问题
I am trying to extract the price data (high and low) from the 3rd table (corn). The code is return "None":
import urllib2
from bs4 import BeautifulSoup
import time
import re
start_urls = 4539
nb_quotes = 10
for urls in range (start_urls, start_urls - nb_quotes, -1):
start_time = time.time()
# construct the URLs strings
url = 'http://markets.iowafarmbureau.com/markets/fixed.php?page=egrains'
# Read the HTML page content
page = urllib2.urlopen(url)
# Create a beautifulsoup object
soup = BeautifulSoup(page)
# Search the table to be parsed in the whole HTML code
tables = soup.findAll('table')
tab = tables[2] # This is the table to be parsed
low_tmp = str(tab.findAll('tr')[0].findAll('td')[1].getText()) #Low price
low = re.sub('[+]', '', low_tmp)
high_tmp = str(tab.findAll('tr')[0].findAll('td')[2].string) # High price
high = re.sub('[+]', '', high_tmp)
stop_time = time.time()
print low, '\t', high, '(%0.1f s)' % (stop_time - start_time)
回答1:
The data in the table is filled up on the browser side using the following javascript call:
document.write(getQuoteboardHTML(
splitQuote(quotes, 'ZC*1,ZC*2,ZC*3,ZC*4,ZC*5,ZC*6,ZC*7,ZC*8,ZC*9'.split(/,/)),
'shortmonthonly,high,low,last,change'.split(/,/), { nospacers: true }));
BeautifulSoup
is an HTML parser - it would not execute javascript.

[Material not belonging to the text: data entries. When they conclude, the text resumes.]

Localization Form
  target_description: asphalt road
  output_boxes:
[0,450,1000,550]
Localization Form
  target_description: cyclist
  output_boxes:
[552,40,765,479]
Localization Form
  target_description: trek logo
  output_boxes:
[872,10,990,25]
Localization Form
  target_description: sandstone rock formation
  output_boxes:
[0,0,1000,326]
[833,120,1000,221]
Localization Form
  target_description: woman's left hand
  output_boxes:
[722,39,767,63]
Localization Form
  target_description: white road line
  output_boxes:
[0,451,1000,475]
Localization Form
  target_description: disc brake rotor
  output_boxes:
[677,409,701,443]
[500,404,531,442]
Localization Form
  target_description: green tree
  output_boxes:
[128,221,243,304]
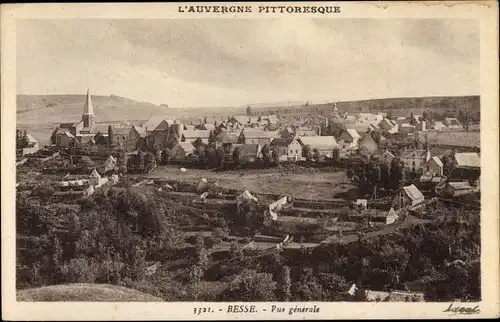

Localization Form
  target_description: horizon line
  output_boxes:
[16,92,481,109]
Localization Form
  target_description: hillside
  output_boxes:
[17,284,162,302]
[17,95,172,124]
[250,96,480,114]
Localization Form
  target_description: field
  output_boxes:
[17,284,161,302]
[148,166,354,199]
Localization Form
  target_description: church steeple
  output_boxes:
[82,89,95,127]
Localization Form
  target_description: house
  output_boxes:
[142,116,173,133]
[295,128,318,137]
[425,156,443,176]
[440,181,480,198]
[228,115,254,127]
[297,136,339,158]
[89,169,108,188]
[215,130,238,148]
[358,134,378,155]
[55,90,122,147]
[23,133,40,155]
[395,185,424,207]
[380,150,394,164]
[356,113,383,124]
[199,123,215,131]
[433,121,446,131]
[144,116,175,150]
[346,122,372,135]
[238,128,271,146]
[385,207,399,225]
[338,128,361,149]
[226,144,262,162]
[181,130,210,144]
[264,131,281,142]
[409,113,422,126]
[398,123,418,134]
[56,128,77,148]
[171,142,195,161]
[400,149,431,172]
[104,155,117,173]
[454,152,481,170]
[443,117,462,129]
[270,138,302,161]
[263,115,279,125]
[112,126,140,152]
[130,125,146,151]
[378,118,398,134]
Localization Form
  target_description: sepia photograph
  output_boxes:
[2,3,498,318]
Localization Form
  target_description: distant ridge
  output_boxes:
[247,95,480,112]
[17,284,162,302]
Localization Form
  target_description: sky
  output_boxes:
[16,18,480,107]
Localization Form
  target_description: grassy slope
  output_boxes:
[148,166,354,199]
[17,284,161,302]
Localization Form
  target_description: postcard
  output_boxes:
[0,1,500,321]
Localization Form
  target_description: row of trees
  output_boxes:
[16,179,480,301]
[16,129,29,150]
[347,156,407,192]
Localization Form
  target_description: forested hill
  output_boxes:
[17,95,168,123]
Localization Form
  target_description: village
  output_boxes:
[16,91,481,301]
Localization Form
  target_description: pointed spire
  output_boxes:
[83,88,94,115]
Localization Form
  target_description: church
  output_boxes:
[54,90,108,147]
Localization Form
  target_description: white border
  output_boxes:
[0,1,500,320]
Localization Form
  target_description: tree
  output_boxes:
[142,151,156,173]
[205,145,217,164]
[366,158,381,188]
[380,162,391,189]
[441,154,455,176]
[94,131,108,145]
[332,148,340,164]
[370,130,382,144]
[161,148,172,164]
[302,144,312,161]
[195,235,209,270]
[261,144,271,168]
[227,270,276,301]
[117,148,127,173]
[135,150,146,171]
[208,131,217,147]
[409,112,416,126]
[328,121,346,138]
[272,150,280,164]
[313,148,321,162]
[16,130,29,150]
[50,128,57,145]
[194,144,207,164]
[233,146,241,165]
[276,265,292,301]
[229,240,243,258]
[108,125,113,146]
[246,105,252,116]
[216,147,226,168]
[389,157,406,189]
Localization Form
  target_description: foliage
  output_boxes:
[224,269,276,302]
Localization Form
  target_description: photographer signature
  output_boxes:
[443,303,481,315]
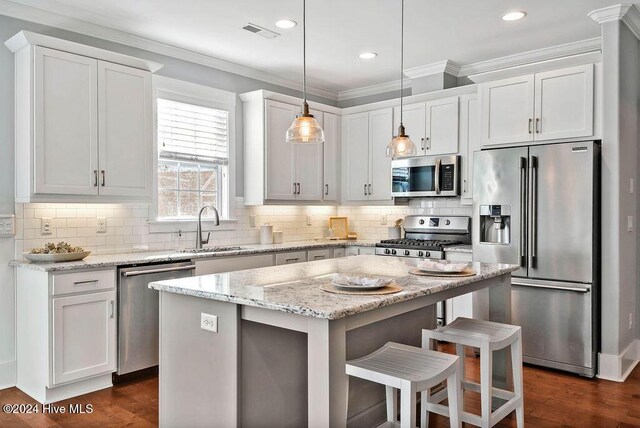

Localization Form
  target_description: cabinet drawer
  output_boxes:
[51,269,116,296]
[307,248,331,262]
[276,251,307,265]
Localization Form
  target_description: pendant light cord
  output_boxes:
[302,0,308,104]
[400,0,404,126]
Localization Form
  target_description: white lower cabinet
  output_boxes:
[16,267,117,403]
[51,290,116,385]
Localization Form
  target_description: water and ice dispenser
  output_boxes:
[480,205,511,245]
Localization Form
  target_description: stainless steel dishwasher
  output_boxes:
[116,261,196,375]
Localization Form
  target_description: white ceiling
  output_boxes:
[2,0,620,92]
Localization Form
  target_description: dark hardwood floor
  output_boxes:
[0,347,640,428]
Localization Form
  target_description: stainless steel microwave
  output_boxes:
[391,155,460,198]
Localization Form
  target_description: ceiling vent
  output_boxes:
[242,23,280,39]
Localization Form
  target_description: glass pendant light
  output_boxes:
[287,0,324,144]
[387,0,418,157]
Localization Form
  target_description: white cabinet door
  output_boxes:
[322,113,340,201]
[535,64,593,141]
[33,46,98,195]
[367,108,393,201]
[98,61,153,197]
[296,111,323,201]
[460,94,480,204]
[264,100,300,200]
[393,102,427,156]
[51,291,116,385]
[342,112,369,201]
[428,97,458,155]
[480,74,534,145]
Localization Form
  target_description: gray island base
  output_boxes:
[149,256,518,428]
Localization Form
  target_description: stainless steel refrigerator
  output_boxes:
[473,141,600,377]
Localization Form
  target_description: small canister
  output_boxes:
[260,223,273,244]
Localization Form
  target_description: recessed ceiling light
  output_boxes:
[502,12,527,21]
[276,19,298,28]
[359,52,378,59]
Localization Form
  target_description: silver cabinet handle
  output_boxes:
[435,159,442,195]
[527,156,538,269]
[122,265,196,278]
[518,157,527,267]
[73,279,98,285]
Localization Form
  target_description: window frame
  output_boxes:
[149,75,237,233]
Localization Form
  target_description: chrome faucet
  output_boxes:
[196,205,220,249]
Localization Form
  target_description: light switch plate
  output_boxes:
[200,312,218,333]
[0,214,16,236]
[40,217,53,235]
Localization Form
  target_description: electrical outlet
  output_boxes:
[40,217,53,235]
[98,217,107,233]
[200,312,218,333]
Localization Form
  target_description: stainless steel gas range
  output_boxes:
[376,215,471,326]
[376,215,471,259]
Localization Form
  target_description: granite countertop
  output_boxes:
[149,255,518,320]
[9,240,378,272]
[444,245,473,253]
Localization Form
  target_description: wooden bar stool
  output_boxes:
[346,342,462,428]
[420,318,524,428]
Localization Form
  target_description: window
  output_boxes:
[158,98,229,220]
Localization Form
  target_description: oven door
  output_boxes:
[391,156,460,198]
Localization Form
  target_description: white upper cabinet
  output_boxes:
[6,32,161,202]
[460,94,480,205]
[34,47,98,195]
[480,64,594,145]
[393,102,427,156]
[322,113,340,201]
[240,90,340,205]
[262,100,300,200]
[480,75,534,144]
[535,64,594,140]
[424,97,459,155]
[98,61,153,197]
[342,108,393,201]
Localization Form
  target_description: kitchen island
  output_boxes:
[149,256,518,427]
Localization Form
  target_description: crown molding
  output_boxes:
[338,80,411,101]
[0,0,338,101]
[404,59,460,79]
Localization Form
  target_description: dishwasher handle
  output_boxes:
[122,265,196,278]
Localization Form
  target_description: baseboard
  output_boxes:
[0,361,16,389]
[597,339,640,382]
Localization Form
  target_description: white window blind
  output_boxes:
[158,98,229,165]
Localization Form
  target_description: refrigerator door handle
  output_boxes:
[518,157,527,267]
[527,156,538,269]
[511,280,591,293]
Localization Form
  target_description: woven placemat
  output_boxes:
[409,269,476,278]
[320,282,403,296]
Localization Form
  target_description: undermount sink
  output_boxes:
[178,247,243,254]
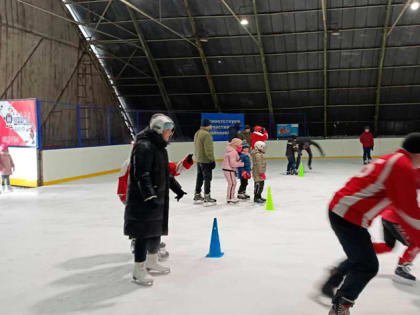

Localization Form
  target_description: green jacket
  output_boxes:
[194,127,215,163]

Basically, you need something to execute that javascript for you.
One solution would be to utilize a real browser with the help of selenium:
from selenium import webdriver
url = "http://markets.iowafarmbureau.com/markets/fixed.php?page=egrains"
driver = webdriver.Firefox()
driver.get(url)
table = driver.find_element_by_xpath('//td[contains(div[@class="fixedpage_heading"], "CORN")]/table[@class="homepage_quoteboard"]')
for row in table.find_elements_by_tag_name('tr')[1:]:
month = row.find_element_by_class_name('quotefield_shortmonthonly').text
low = row.find_element_by_class_name('quotefield_low').text
high = row.find_element_by_class_name('quotefield_high').text
print month, low, high
driver.close()
Prints:
SEP 329-0 338-0
DEC 335-6 345-4
MAR 348-2 358-0
MAY 356-6 366-0
JUL 364-0 373-4
SEP 372-0 379-4
DEC 382-0 390-2
MAR 392-4 399-0
MAY 400-0 405-0
Another option would be to "go down to metal" and see what splitQuote()
and getQuoteboardHTML()
js function actually do. Using browser developer tools, you can see that there is an underlying request going to this url, that returns a piece of javascript code containing all objects with the data for the tables on the page:
var quotes = { 'ZC*1': { name: 'Corn', flag: 's', price_2_close: '338.75', open_interest: '2701', tradetime: '20140911133000', symbol: 'ZCU14', open: '338', high: '338', low: '329', last: '331.75', change: '-7', pctchange: '-2.07', volume: '1623', exchange: 'CBOT', type: '2', unitcode: '-1', date: '14104 ... ', month: 'May 2015', shortmonth: 'May 2015' } };
If you manage to extract necessary parts from it - this would be your second option.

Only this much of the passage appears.